Northern Transmissions: Were there any main influences you drew from on this record?
Boogarins: Here I’ll give you Dinho. Well, I mean, at that time we were listening to so many things, and while touring we were watching so many concerts so it’s hard to talk about one main influence. We are on tour in the van so you’re listening to like so many albums for three days and every time you listen, it’s something new. When we recorded the second album, we were more into the band, and our friendship, and our concerts – I mean we did like 60 concerts, and after we went to record. So we are very into the band. I think the main references are ourselves, what we listen to in the van, and what we talk about.
Northern Transmissions: To expand on that, how do you find the music scene in Brazil has influenced your music?
Boogarins: I mean it’s more the way we do things, then the sound of things.

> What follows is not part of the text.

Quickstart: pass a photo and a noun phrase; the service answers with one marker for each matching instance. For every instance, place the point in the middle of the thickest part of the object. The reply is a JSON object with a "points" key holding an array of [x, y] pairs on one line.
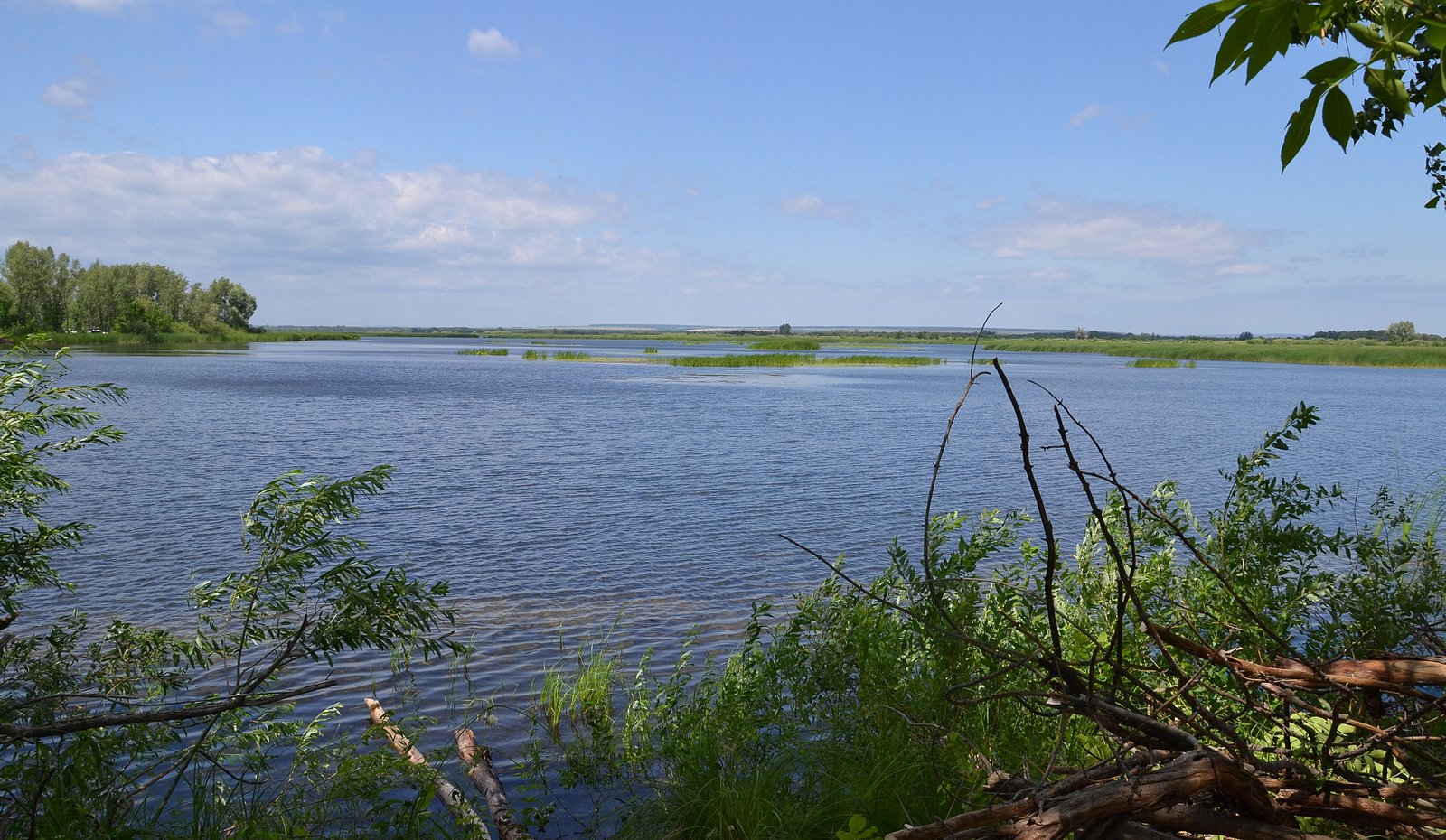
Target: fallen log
{"points": [[1381, 674], [479, 770], [446, 791]]}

Northern Transmissions: Finally, I just wanted to finish up the interview with by getting to know your plans for the rest of the year? I know you guys are playing some big shows, do you have any other plans to write music?
Boogarins: Yeah, we might record something new, we have a lot of new songs, because like Benke said the second album was record over a year ago. So our plan is to play as many concerts as we can, and record as many songs as we can.